O chapéu Panamá, quem diria, vem do Equador e é um dos itens mais presentes nas bagagens dos turistas que visitam o país. Junto, naturalmente, com roupas, bijuterias e objetos de decoração do artesanato andino.

Com preços que variam entre US$ 10 a US$ 500 – a média para os modelos mais característicos é de US$ 50 -, o chapéu Panamá há mais de um século compõe o visual de homens e mulheres. De jovens desfilando nas passarelas ou nas praias da moda a elegantes damas da sociedade em tardes de Grande Prêmio.

Nas principais cidades do Equador, a exemplo de Quito e de Cuenca, ele pode ser encontrado em lojas de artigos típicos, em mercados livres e nas próprias fábricas. É o caso da Homero Ortega, de Cuenca, uma das mais tradicionais do país, que nasceu como um simples ateliê há mais de 40 anos. Hoje, exporta cerca de 1.500 dúzias de chapéus por mês, especialmente para a Europa, como informa a herdeira da empresa, Alice Ortega.
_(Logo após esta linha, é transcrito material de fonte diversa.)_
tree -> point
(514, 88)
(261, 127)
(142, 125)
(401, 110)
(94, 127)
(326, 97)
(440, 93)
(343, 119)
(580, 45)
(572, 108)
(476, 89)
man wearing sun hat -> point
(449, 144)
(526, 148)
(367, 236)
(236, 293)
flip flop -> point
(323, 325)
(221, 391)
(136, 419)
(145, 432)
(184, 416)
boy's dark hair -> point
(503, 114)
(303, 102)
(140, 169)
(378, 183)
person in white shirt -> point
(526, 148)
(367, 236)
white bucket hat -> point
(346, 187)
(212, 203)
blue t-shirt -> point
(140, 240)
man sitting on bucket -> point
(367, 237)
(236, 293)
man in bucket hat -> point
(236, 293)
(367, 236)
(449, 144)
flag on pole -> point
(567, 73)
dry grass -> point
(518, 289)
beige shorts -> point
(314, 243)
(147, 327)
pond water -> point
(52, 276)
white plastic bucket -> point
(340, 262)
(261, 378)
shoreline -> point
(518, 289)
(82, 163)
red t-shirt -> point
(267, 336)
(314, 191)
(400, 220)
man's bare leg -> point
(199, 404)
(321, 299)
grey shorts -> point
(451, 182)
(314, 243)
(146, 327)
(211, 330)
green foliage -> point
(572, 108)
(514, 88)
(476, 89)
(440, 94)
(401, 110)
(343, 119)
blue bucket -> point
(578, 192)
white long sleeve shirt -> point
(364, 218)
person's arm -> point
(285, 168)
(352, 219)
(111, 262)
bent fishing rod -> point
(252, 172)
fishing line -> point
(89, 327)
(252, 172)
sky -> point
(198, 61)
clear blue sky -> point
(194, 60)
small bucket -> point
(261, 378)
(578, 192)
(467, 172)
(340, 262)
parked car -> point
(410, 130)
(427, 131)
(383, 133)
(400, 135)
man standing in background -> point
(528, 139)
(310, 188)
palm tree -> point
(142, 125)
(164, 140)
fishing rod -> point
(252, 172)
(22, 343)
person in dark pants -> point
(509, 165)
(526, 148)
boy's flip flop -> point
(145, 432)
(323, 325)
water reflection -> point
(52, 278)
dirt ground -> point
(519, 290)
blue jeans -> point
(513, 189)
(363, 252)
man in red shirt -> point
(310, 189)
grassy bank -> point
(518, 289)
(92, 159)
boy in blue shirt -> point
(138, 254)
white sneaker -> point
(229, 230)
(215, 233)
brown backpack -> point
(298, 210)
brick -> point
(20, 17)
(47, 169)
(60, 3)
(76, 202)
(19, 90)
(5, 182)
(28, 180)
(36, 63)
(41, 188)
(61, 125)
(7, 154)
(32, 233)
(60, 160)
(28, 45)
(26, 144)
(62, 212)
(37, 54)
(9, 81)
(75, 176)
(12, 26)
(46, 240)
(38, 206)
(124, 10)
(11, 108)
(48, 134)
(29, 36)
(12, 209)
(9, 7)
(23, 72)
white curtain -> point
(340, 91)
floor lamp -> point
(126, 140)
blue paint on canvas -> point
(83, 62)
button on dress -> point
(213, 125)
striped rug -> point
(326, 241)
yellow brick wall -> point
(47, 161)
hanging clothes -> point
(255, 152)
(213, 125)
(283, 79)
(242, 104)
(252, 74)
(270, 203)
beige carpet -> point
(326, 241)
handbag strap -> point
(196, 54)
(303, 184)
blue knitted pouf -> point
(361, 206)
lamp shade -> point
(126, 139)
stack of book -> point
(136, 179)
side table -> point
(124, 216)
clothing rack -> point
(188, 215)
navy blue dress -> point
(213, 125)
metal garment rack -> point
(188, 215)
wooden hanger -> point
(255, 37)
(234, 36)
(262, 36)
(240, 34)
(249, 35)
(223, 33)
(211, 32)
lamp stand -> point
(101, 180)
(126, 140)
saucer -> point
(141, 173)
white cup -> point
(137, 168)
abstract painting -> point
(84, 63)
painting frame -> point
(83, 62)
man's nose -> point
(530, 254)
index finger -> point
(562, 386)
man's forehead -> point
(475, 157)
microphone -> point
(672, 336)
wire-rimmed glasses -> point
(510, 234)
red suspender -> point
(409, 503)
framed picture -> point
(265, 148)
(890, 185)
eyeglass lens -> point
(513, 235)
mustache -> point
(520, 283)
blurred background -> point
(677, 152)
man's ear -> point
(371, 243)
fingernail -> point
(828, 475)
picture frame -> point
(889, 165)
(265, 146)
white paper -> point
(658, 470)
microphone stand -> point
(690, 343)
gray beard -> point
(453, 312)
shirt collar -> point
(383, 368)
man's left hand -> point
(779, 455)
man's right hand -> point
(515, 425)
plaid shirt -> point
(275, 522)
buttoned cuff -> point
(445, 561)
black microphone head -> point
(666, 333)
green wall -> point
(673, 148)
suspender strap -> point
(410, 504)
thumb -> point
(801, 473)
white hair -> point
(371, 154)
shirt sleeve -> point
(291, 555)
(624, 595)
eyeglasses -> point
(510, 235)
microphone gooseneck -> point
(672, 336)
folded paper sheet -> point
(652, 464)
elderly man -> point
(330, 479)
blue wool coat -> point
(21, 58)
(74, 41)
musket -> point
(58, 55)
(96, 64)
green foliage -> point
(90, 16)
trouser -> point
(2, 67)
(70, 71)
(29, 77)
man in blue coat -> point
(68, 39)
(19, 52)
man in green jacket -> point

O “sombrero” do Equador ganhou o nome de Panamá porque foi muito usado pelos trabalhadores que construíram o canal, no começo do século 20. Mas ele já protegia a cabeça dos nativos quando os conquistadores espanhóis chegaram à região, lá pelos idos do século 16. O processo de fabricação é quase todo artesanal e pode levar até três meses. Quanto mais delicada é a trama da palha, mais exclusivo, e portanto mais caro, se torna o modelo.